「ビーサポ」は、全国約160カ所の高齢者施設に入居する6000人の高齢者に、地元のサッカークラブのサポーターになってもらうプロジェクト。クラブや地域を支える存在になってもらおうという取り組みだ。サポーターになることで、日々の生活を元気に過ごすきっかけにしてもらう狙いもあるという。
表彰イベントでは、兵庫県や富山県、大阪府などの施設で暮らす、5人の高齢者が「ビーサポ」のサポーターとして過ごす様子が紹介された。五つのストーリーは、全国から応募があった85のストーリーから選出されたという。
「蘇る闘魂賞」には、大阪府の92歳の男性である本間さんのストーリーが選ばれ、紹介された。
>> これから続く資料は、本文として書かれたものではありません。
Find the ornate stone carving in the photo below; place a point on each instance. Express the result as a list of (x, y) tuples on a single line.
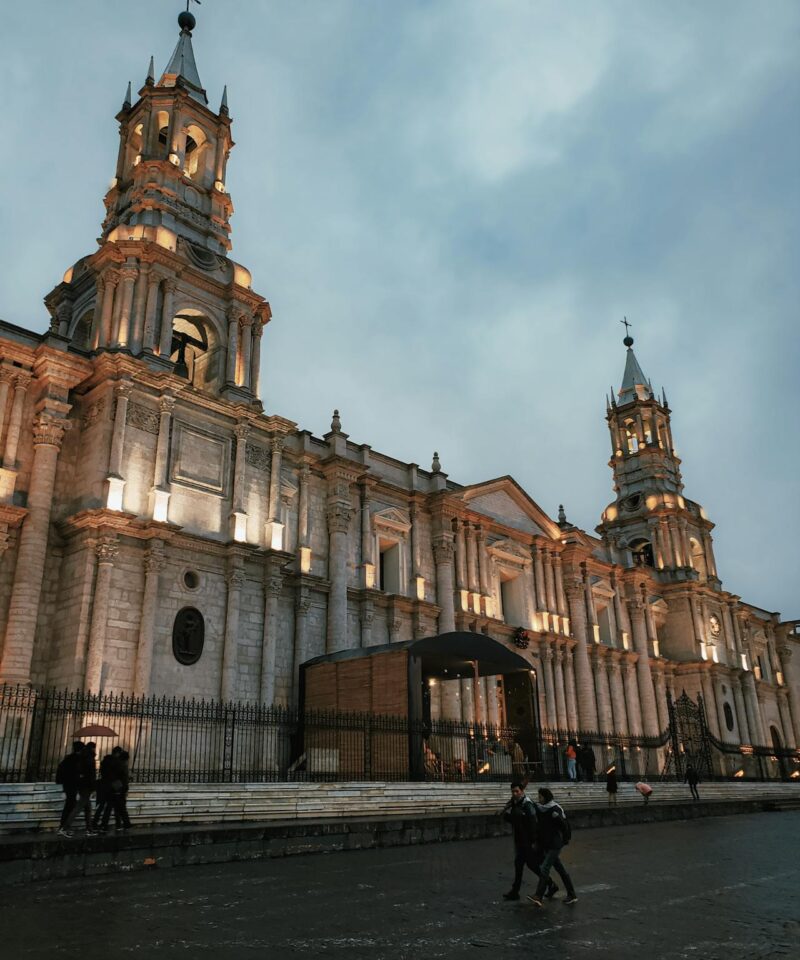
[(93, 412), (49, 430), (142, 418), (258, 457)]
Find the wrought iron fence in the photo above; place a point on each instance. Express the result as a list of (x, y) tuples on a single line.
[(206, 741)]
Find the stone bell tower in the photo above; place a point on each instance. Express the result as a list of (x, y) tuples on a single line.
[(650, 523), (162, 286)]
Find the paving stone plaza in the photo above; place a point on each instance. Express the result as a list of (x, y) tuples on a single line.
[(724, 887)]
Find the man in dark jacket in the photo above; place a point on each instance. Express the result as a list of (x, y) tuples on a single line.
[(551, 829), (87, 783), (68, 777), (521, 814)]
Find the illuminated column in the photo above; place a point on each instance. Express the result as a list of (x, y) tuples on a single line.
[(741, 711), (558, 682), (712, 717), (21, 384), (549, 687), (233, 346), (633, 707), (604, 716), (647, 698), (230, 649), (255, 361), (151, 306), (273, 587), (110, 280), (274, 527), (587, 706), (154, 563), (617, 695), (23, 609), (116, 482), (160, 493), (443, 550), (167, 315), (301, 651), (239, 513), (753, 709), (245, 325), (569, 689), (367, 562), (106, 550)]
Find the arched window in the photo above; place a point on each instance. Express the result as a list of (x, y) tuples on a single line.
[(642, 551), (188, 635)]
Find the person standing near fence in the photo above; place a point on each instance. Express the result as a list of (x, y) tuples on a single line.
[(521, 814), (67, 775), (552, 834), (87, 783), (692, 778)]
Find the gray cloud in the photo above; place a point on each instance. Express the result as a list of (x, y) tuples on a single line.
[(450, 205)]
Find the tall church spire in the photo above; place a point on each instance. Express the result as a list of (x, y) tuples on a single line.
[(182, 68)]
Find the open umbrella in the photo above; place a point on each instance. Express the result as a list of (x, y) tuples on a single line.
[(95, 730)]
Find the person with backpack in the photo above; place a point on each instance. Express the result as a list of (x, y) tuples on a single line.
[(521, 814), (553, 833), (68, 778)]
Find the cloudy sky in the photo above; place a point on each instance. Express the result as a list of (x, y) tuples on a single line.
[(450, 204)]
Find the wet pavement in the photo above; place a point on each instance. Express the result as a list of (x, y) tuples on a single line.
[(725, 887)]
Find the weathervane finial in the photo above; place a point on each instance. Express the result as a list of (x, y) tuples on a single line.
[(628, 341)]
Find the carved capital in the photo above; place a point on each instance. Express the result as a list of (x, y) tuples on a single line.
[(49, 430), (106, 549)]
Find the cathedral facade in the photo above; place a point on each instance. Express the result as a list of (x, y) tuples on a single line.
[(161, 534)]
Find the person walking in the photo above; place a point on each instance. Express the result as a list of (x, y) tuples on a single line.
[(68, 778), (552, 834), (521, 814), (692, 778), (87, 784), (611, 786), (571, 753)]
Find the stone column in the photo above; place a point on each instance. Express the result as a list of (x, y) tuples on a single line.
[(154, 563), (549, 687), (646, 696), (239, 513), (233, 346), (339, 516), (21, 384), (301, 651), (230, 650), (274, 529), (106, 550), (273, 586), (443, 550), (160, 491), (110, 280), (167, 316), (115, 479), (255, 360), (23, 609), (634, 709), (569, 689), (558, 681), (753, 709), (587, 706), (741, 712), (245, 325), (151, 305), (617, 696), (605, 717)]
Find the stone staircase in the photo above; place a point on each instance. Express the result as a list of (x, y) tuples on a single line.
[(37, 806)]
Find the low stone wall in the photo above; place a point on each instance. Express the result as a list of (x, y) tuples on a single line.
[(30, 857)]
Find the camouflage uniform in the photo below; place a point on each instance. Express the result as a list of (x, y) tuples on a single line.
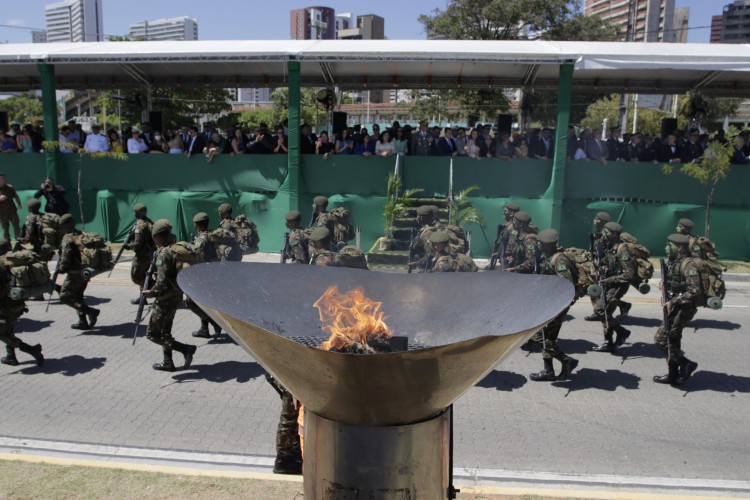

本間さんは、若いころ戦争で片足をなくした。施設に入居後は、「ビーサポ」でセレッソ大阪のサポーターとなった。チームの応援のため、試合の日にスタジアムのピッチでフラッグを持つことを目標に、自主的に歩行訓練を重ねたという。無事にスタジアムに立つことができたときは、「ほっとしたわ」という一言を漏らしたという。
「みんなのムードメーカー賞」を受賞したストーリーに登場した富山県の元シェフの山本さんは、施設に入居してから、「死にたい」と言うほど落ち込んでいたそうだ。「ビーサポ」に参加し、カターレ富山の応援をするようになると、自ら応援団長となり、施設を盛り上げるようになった。気持ちが元気になり、奥さんと施設で、初めて結婚式も挙げたという。
表彰イベントに登壇した、サントリーウエルネスの沖中直人社長は、「高齢の男性の中には、施設でフレンドリーに過ごすことが難しい人もいる。『ビーサポ』に参加してくれたことで、一歩踏み出すきっかけを持ってもらったエピソードだった」と話した。
▲サントリーウエルネスの沖中直人社長(左)とタレントのにしおかすみこ(左)
イベントにはタレントのにしおかすみこも登場。母親の介護をしている自分の生活のことを交えつつ、「『ビーサポ』に参加して、みんなでテレビを見て応援すると、気持ちが共鳴してとてもいい。私も参加して、母とときめき探しをしたい」などと話した。